Il Gruppo Sapi è composto oggi da tre aziende che operano in sinergia tra di loro: Sapi, che rigenera materiale consumabile e relativo hardware, quali stampanti e fotocopiatrici; Sapi Service, che offre servizi per ottimizzare i costi di gestione stampa e del parco macchine grazie a manutenzione, recupero e riutilizzo; Bepro Italia, che riacquista consumabili originali non utilizzati e li rivende tramite piattaforme di e-commerce. Grazie a questo approccio a tutto tondo, il Gruppo Sapi è oggi leader mondiale nella rigenerazione di cartucce toner e nel ricondizionamento di stampanti e fotocopiatrici, risultando  tra le prime 5 produttrici di cartucce riciclate in Europa e tra le prime 10 al mondo. Mi hanno spiegato con orgoglio che con una cartuccia Calligraphy, il loro marchio di fabbrica, si possono ottenere risparmi energetici fino all’80%, con la conseguente riduzione della CO2 in atmosfera, e che grazie al loro lavoro ogni anno hanno contribuito a evitare che 675 autotreni carichi di cartucce esauste finissero in discarica.
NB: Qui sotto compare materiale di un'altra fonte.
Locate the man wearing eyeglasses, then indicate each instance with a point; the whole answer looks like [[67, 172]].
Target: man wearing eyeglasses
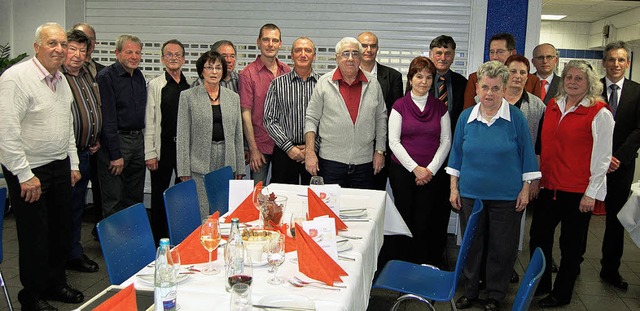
[[160, 133], [391, 83], [545, 59], [348, 113], [501, 46], [253, 85]]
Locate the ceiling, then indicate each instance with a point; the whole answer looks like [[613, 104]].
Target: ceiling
[[587, 10]]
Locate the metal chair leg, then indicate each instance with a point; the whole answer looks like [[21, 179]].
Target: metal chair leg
[[409, 297], [6, 292]]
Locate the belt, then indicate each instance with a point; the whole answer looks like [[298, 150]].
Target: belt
[[130, 132]]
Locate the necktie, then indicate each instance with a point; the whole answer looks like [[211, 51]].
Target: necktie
[[442, 91], [543, 91], [613, 98]]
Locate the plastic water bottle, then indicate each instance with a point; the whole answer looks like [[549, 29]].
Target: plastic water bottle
[[165, 288], [234, 255]]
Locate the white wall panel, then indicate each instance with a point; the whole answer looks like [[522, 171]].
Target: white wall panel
[[404, 27]]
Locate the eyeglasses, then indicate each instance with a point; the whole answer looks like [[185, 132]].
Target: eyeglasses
[[354, 54], [212, 68], [545, 57], [171, 55]]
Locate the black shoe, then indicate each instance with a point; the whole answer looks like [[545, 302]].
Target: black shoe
[[491, 305], [464, 302], [615, 280], [514, 277], [66, 294], [83, 264], [37, 305], [552, 301]]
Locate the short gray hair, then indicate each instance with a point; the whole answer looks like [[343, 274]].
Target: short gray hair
[[493, 69], [348, 41], [594, 89], [43, 26], [124, 38]]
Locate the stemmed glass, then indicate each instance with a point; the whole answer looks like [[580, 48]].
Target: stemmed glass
[[275, 257], [210, 239]]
Il futuro circolare di toner e stampanti che parla italiano
Sapi Rigenera è il loro Manifesto di sostenibilità, che racconta in dieci punti una carta d’identità che poche aziende nel mondo possono vantare. Lo leggiamo: “L’attività di Sapi ha reso concreto il diritto del consumatore alla riparazione riconosciuto dall’Unione Europea, all’interno delle Direttive sull’Economia Circolare, dando nello stesso tempo un significativo contributo al recupero e alla riduzione del volume dei rifiuti di origine elettrica ed elettronica. Per Sapi rigenerare è sinonimo di produzione e di risparmio, economico e ambientale”. Viene rivendicato il know how definito da un processo costante di ricerca e sviluppo: “La rigenerazione di cartucce toner e stampanti è un’attività che coniuga tecnica, ingegneria, ecologia e attenzione artigianale nell’ambito di una visione che intende rendere sostenibile il presente e il futuro di tutta la stampa digitale”. E viene certificato il loro processo produttivo che rappresenta un vero e proprio paradigma tutto italiano di economia circolare: “Uno studio sull’impatto ambientale durante l’intero Ciclo di Vita (LCA) delle cartucce rigenerate Calligraphy by Sapi, condotto da Lca Lab, uno Spin Off di Enea, in collaborazione con l’Università di Modena e Reggio Emilia, ha rivelato che l’indicatore globale di danno ambientale di una cartuccia Sapi è pari a -84% rispetto a quello di una cartuccia originale. Una LCA curata da SCF International dedicata al confronto tra il ciclo di vita di una stampante nuova e una rigenerata dimostra come la rigenerazione abbia un impatto minore rispetto al ciclo tradizionale di acquisto di una nuova stampante, nonostante i benefici legati al recupero dei materiali che la compongono dopo il primo utilizzo e l’avvio a fine vita. L’impatto del ciclo di vita tradizionale è circa 1/5 di quello della stampante nuova”.

“Gli italiani sono abituati a produrre, all’ombra dei campanili, cose belle che piacciono al mondo”, diceva l’economista Carlo Maria Cipolla e, citandolo nel loro Manifesto, spiegano perché: “Lavorare esclusivamente nel nostro Paese ed esportare in tutto il mondo corrisponde a una precisa scelta aziendale. Sapi è sinonimo di invenzione, attenzione ai particolari, manifattura di eccellenza e design accurato di prodotto. Sapi è italiana perché solo in Italia si possono raggiungere standard qualitativi e creativi così alti”.